La canzone ‘Giorni senza memoria’, scritta da Michele Lobaccaro e Nabil Salameh, prende musicalmente la forma di una ballata arrangiata insieme ad Alessandro Pipino, mixata e masterizzata da Mauro Andreolli e completata dalle chitarre elettriche di Massimo Zamboni e dall’apporto grafico di Amleto Melgiovanni.

Il brano intende essere un invito a riflettere su questi temi superando visioni parziali colonialistiche ed “eurocentriche” per contribuire alla costruzione attiva di una memoria viva e sempre in dialogo con l’attualità, Il tutto in un’ottica di speranza come suggerisce il ritornello: “Per leggi incomprensibili dopo il buio sai nascerà una luce”, che forse è rappresentata proprio da quella linea che collega il cervello al cuore e che viene tracciata da una bambina nel videoclip.

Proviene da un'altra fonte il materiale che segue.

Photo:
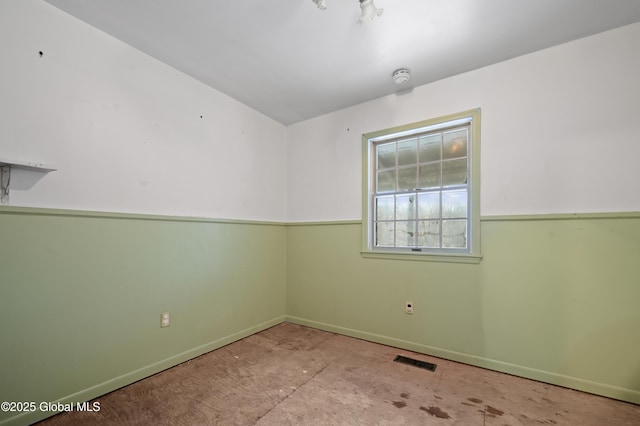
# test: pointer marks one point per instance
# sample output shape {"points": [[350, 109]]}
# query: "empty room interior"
{"points": [[453, 181]]}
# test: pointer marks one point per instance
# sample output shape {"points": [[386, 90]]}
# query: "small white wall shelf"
{"points": [[5, 174]]}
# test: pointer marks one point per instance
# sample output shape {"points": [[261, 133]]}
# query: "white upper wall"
{"points": [[124, 130], [560, 133]]}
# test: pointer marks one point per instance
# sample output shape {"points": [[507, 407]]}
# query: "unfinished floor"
{"points": [[295, 375]]}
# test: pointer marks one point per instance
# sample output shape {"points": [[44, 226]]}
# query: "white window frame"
{"points": [[470, 254]]}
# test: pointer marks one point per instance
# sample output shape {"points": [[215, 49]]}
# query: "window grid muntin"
{"points": [[442, 188]]}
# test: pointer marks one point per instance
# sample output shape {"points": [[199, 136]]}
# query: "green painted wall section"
{"points": [[555, 299], [81, 296]]}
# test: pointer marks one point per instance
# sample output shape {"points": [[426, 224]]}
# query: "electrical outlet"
{"points": [[408, 307], [165, 319]]}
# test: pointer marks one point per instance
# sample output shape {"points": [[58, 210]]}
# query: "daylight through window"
{"points": [[421, 187]]}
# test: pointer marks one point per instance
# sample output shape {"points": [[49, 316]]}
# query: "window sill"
{"points": [[424, 257]]}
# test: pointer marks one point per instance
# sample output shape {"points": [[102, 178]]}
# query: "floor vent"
{"points": [[415, 363]]}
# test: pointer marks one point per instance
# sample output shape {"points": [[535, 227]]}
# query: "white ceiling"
{"points": [[292, 61]]}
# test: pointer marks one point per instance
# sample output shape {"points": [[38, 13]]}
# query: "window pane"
{"points": [[429, 206], [407, 178], [429, 175], [405, 207], [405, 234], [454, 204], [386, 155], [454, 144], [386, 181], [430, 148], [429, 233], [454, 172], [454, 233], [384, 234], [384, 208], [407, 152]]}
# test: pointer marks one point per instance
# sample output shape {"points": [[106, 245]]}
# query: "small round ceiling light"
{"points": [[401, 76]]}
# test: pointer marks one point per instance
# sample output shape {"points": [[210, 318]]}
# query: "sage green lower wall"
{"points": [[81, 296], [555, 298]]}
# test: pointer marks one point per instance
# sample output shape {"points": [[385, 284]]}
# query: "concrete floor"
{"points": [[294, 375]]}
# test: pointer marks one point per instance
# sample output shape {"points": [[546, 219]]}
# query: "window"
{"points": [[421, 197]]}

Nel testo si ricordano una serie di genocidi e di crimini contro l’umanità che spesso vengono dimenticati: i ‘Giorni senza memoria’ appunto; da quello contro i nativi americani a quello contro gli armeni, dalle bombe atomiche sganciate sul Giappone alla follia criminale dei Khmer rossi fino a giungere all’apartheid che esercita l’occupazione israeliana contro i palestinesi, il tutto passando per la terribile realtà dei campi di concentramento nazisti.

Per questo il videoclip, diretto da Carlo Mazzotta, che costituisce il supporto di questo singolo, si è scelto di girarlo nel campo di concentramento della Casa Rossa ad Alberobello. Luogo significativo dove sono stati internati ebrei e prigionieri di guerra alleati e, subito dopo la Liberazione, i fascisti a loro volta catturati.